Hong Kong has recorded its first recession in a decade amid violent anti-government protests.
Six months after unrest began amid increasingly violent anti-government protests, Hong Kong has recorded its first recession in a decade, meaning its economy has contracted for two consecutive quarters.
Government data confirmed on November 15th that Hong Kong sank into recession for the first time in a decade in the third quarter weighed down also by the escalating US-Chia trade war.
With no end to the protests in sight, Reuters reports that analysts warn the financial and trading center potentially faces a longer and deeper slump than during the global financial crisis in 2008/2009 and the SARS epidemic in 2003.
“Domestic demand worsened significantly in the third quarter, as the local social incidents took a heavy toll on consumption-related activities and subdued economic prospects weighed on consumption and investment sentiment,” the government said in a statement (…) Ending violence and restoring calm are pivotal to the recovery of the economy. The government will continue to closely monitor the situation and introduce measures as necessary to support enterprises and safeguard,” the government said.

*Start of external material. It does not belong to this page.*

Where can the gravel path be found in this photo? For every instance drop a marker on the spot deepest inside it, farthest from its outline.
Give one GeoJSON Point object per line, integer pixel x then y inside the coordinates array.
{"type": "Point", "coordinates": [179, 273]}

On October 27th, the financial chief of Hong Kong warned that the city was heading towards negative economic growth for the full year. He called on residents to set aside differences as the country inevitably enters technical recession.
Gateway for the rich
Many industries have taken a big blow during these harsh times in Hong Kong, and industries like tourism have been hurt the most, with inbound travelers decreasing by 50% in the first half of October compared to the same period last year. The retail sector has also taken a beating, with sales dropping by 25.3 per cent in August – the biggest year-on-year drop Hong Kong has ever seen. The government has already had to roll out HK$2 billion worth of relief measures to support workers and businesses.
All these industry setbacks are making the wealthy flee. The most popular destinations were Canada and Australia, with at least 18% of respondents each, followed by Taiwan, at 11%, and Singapore at 5%. The U.S. was the top choice for just 2.9% of respondents.